There’s something about this that seems awfully familiar. Some other names from election seasons past are floating to mind. Remember that time when Barbara Buckley withdrew from the governor’s race after not-at-all getting heat from the senior Reid (to make way for junior Reid to totally not win the governor’s office) — nudge-nudge? Or how about when Rep. Dina Titus dared to go up against Reid’s pick (Ruben Kihuen) for Congress last year? (And she won and looks to be a in a safe seat, regardless of what Reid wants.)
As I’ve often wondered aloud, why does Reid have such a problem with strong female candidates? And is his chess-like maneuvering getting close to an end-game with party registration numbers greatly benefiting ANY Democratic candidate who is popular enough to get past a primary, especially in Southern Nevada? As Titus’ refusal to back down shows, there’s room in Nevada for strong female candidates to boast their own swagger — if they can bring the numbers and the campaign dollars.
When I talked to Flores last week, she assured me that she would like very much to run but feels hesitant to throw her hat in the ring without getting the nod from Reid. Apparently, some folks don’t much care to wait. (Perhaps they want Flores to take a page from Titus’ playbook.)
Yesterday, I saw this internet meme floating around the social media landscape, posted by Christopher Preciado with the following call to arms, “The prospect of having Lucy Flores be on the ticket for Lt. Governor is one worth hitting the pavement for! #Latina #NVleg #NVdems #Diversity #FierceFlores”
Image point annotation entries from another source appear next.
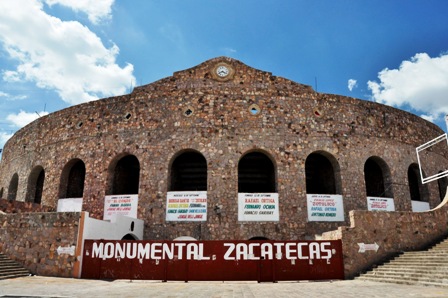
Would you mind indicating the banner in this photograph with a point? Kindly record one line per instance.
(186, 206)
(258, 207)
(380, 204)
(419, 206)
(70, 205)
(325, 207)
(125, 205)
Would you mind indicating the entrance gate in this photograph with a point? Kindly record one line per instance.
(263, 261)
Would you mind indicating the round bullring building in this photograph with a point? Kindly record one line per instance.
(225, 151)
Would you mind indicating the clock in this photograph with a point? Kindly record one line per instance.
(222, 71)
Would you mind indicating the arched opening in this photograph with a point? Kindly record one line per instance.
(72, 179)
(442, 184)
(377, 178)
(35, 185)
(125, 176)
(185, 238)
(189, 172)
(417, 190)
(13, 185)
(322, 174)
(256, 174)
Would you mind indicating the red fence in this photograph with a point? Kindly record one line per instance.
(213, 260)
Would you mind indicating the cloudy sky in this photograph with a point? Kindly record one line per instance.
(58, 53)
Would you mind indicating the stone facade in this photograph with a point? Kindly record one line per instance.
(223, 119)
Hmm … if Flores uses the #FierceFlores moniker in her campaign material, can I get royalties? … Wait. What was I talking about again? Oh, right. …
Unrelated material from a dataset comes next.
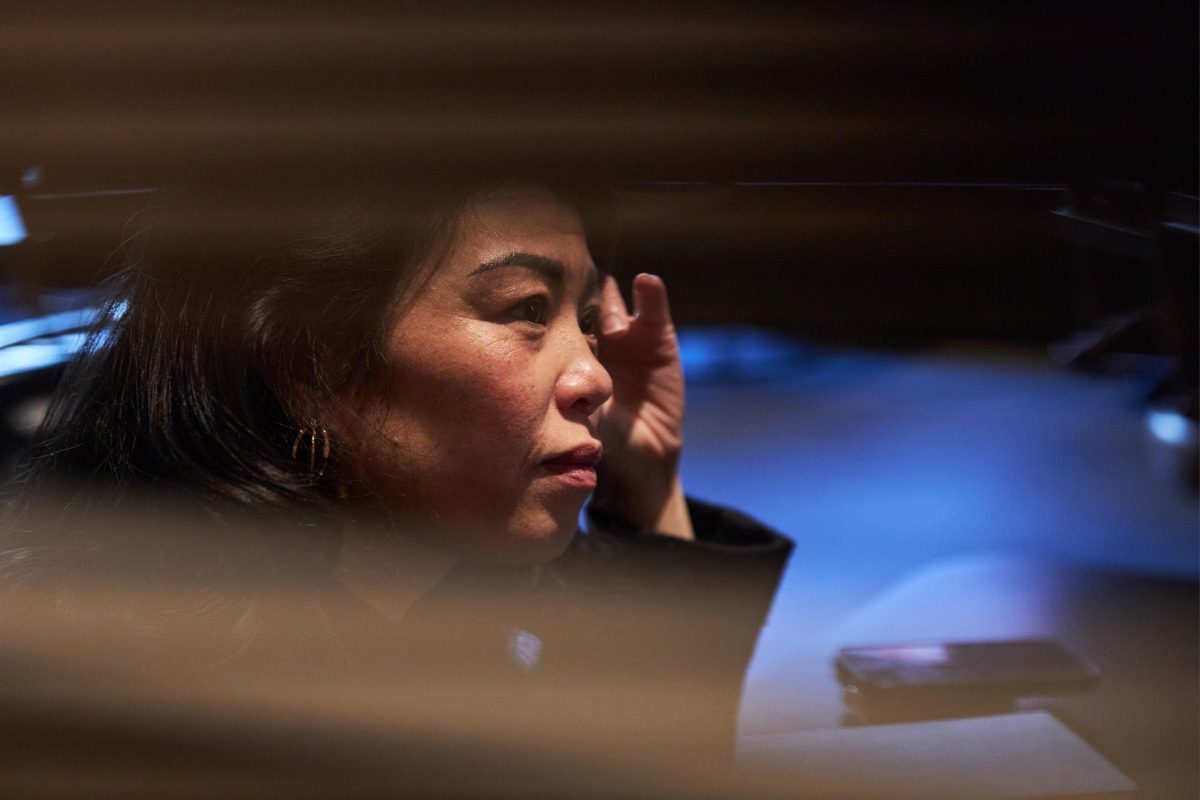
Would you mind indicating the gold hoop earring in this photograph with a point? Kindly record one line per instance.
(316, 440)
I can’t help but wonder if this is the start of a groundswell or some wishful thinking. Only time and perhaps some monitoring of the internets over the weekend will tell.
And there’s the question of whether or not a groundswell will matter. Reid has seemingly anointed Susie Lee, an education activist, for the role, as reported on Wednesday by Jon Ralston:
Lee’s ascension seems to signal the fall from favor of Assemblywoman Lucy Flores, who seemed to realize Tuesday when I communicated with her that her stock has plummeted. No logner is she the dynamic young Hispanic with national friends — now she is the peripatetic, mercurial lawmaker who can’t be trusted with This Race. Flores seemed to be contemplating whether to bring her fierce competitiveness to a contest where she would not be anointed, as Lee could be.
What a (possible) race this is turning out to be for the 2014 campaign season. Who would have thought that the lieutenant governor’s race would be the one to watch? Need I remind you that only seven past LGs have gone on to become governor? Apparently, in this campaign season, the ones to watch are the ones fighting over the bride’s bouquet.